Errors with PyPdf

flebber · Sep 27, 2010

I was trying to use Pypdf following a recipe from the Activestate
cookbooks. However I cannot get it too work. Unsure if it is me or it
is beacuse sets are deprecated.

I have placed a pdf in my C:\ drive. it is called "Components-of-Dot-
NET.pdf" You could use anything I was just testing with it.

I was using the last script on that page that was most recently
updated. I am using python 2.6.

http://code.activestate.com/recipes/511465-pure-python-pdf-to-text-converter/

import pyPdf

def getPDFContent(path):
content = "C:\Components-of-Dot-NET.pdf"
# Load PDF into pyPDF
pdf = pyPdf.PdfFileReader(file(path, "rb"))
# Iterate pages
for i in range(0, pdf.getNumPages()):
# Extract text from page and add to content
content += pdf.getPage(i).extractText() + "\n"
# Collapse whitespace
content = " ".join(content.replace(u"\xa0", " ").strip().split())
return content

print getPDFContent("Components-of-Dot-NET.pdf").encode("ascii",
"ignore")

This is my error.

Warning (from warnings module):
File "C:\Documents and Settings\Family\Application Data\Python
\Python26\site-packages\pyPdf\pdf.py", line 52
from sets import ImmutableSet
DeprecationWarning: the sets module is deprecated

Traceback (most recent call last):
File "C:/Python26/Pdfread", line 15, in <module>
print getPDFContent("Components-of-Dot-NET.pdf").encode("ascii",
"ignore")
File "C:/Python26/Pdfread", line 6, in getPDFContent
pdf = pyPdf.PdfFileReader(file(path, "rb"))
IOError: [Errno 2] No such file or directory: 'Components-of-Dot-
NET.pdf'

MRAB · Sep 27, 2010

I was trying to use Pypdf following a recipe from the Activestate
cookbooks. However I cannot get it too work. Unsure if it is me or it
is beacuse sets are deprecated.

The 'sets' module pre-dates the built-in 'set' class. The warning is
just to inform you that the module will be removed in due course (it's
still in Python 2.7, but not Python 3), so you can still use it in
those versions.

I have placed a pdf in my C:\ drive. it is called "Components-of-Dot-
NET.pdf" You could use anything I was just testing with it.

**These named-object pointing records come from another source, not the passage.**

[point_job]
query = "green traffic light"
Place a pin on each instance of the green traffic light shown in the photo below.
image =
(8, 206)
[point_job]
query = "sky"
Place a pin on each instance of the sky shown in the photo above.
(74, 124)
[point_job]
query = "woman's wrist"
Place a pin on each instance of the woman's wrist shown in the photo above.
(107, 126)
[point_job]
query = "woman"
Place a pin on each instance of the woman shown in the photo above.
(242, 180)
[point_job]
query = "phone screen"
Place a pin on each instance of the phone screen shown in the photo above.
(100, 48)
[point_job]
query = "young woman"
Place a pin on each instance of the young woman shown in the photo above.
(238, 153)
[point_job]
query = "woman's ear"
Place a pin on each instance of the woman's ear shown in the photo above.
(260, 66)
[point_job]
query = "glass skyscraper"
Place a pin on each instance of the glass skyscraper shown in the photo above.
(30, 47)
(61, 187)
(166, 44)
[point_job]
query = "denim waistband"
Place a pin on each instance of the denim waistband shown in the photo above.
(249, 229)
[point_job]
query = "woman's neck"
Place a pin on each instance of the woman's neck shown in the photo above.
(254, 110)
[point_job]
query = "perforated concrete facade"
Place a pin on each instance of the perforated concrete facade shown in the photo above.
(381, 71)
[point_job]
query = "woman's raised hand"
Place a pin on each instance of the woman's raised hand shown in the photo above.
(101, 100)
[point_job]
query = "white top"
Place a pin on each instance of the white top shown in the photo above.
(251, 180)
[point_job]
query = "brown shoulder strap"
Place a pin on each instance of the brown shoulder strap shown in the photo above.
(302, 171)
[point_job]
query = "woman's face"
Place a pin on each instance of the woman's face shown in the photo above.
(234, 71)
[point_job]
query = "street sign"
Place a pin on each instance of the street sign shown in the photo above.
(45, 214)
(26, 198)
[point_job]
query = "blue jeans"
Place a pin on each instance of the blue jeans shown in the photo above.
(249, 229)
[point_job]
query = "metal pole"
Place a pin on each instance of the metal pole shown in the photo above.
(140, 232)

I was using the last script on that page that was most recently
updated. I am using python 2.6.

http://code.activestate.com/recipes/511465-pure-python-pdf-to-text-converter/

import pyPdf

def getPDFContent(path):
content = "C:\Components-of-Dot-NET.pdf"
# Load PDF into pyPDF
pdf = pyPdf.PdfFileReader(file(path, "rb"))
# Iterate pages
for i in range(0, pdf.getNumPages()):
# Extract text from page and add to content
content += pdf.getPage(i).extractText() + "\n"
# Collapse whitespace
content = " ".join(content.replace(u"\xa0", " ").strip().split())
return content

print getPDFContent("Components-of-Dot-NET.pdf").encode("ascii",
"ignore")

This is my error.

Warning (from warnings module):
File "C:\Documents and Settings\Family\Application Data\Python
\Python26\site-packages\pyPdf\pdf.py", line 52
from sets import ImmutableSet
DeprecationWarning: the sets module is deprecated

Traceback (most recent call last):
File "C:/Python26/Pdfread", line 15, in<module>
print getPDFContent("Components-of-Dot-NET.pdf").encode("ascii",
"ignore")
File "C:/Python26/Pdfread", line 6, in getPDFContent
pdf = pyPdf.PdfFileReader(file(path, "rb"))
IOError: [Errno 2] No such file or directory: 'Components-of-Dot-
NET.pdf'

You put the file in C:\, but you didn't tell Python where it is. You
gave just the filename "Components-of-Dot-NET.pdf", and it's looking in
the current directory, which probably isn't C:\.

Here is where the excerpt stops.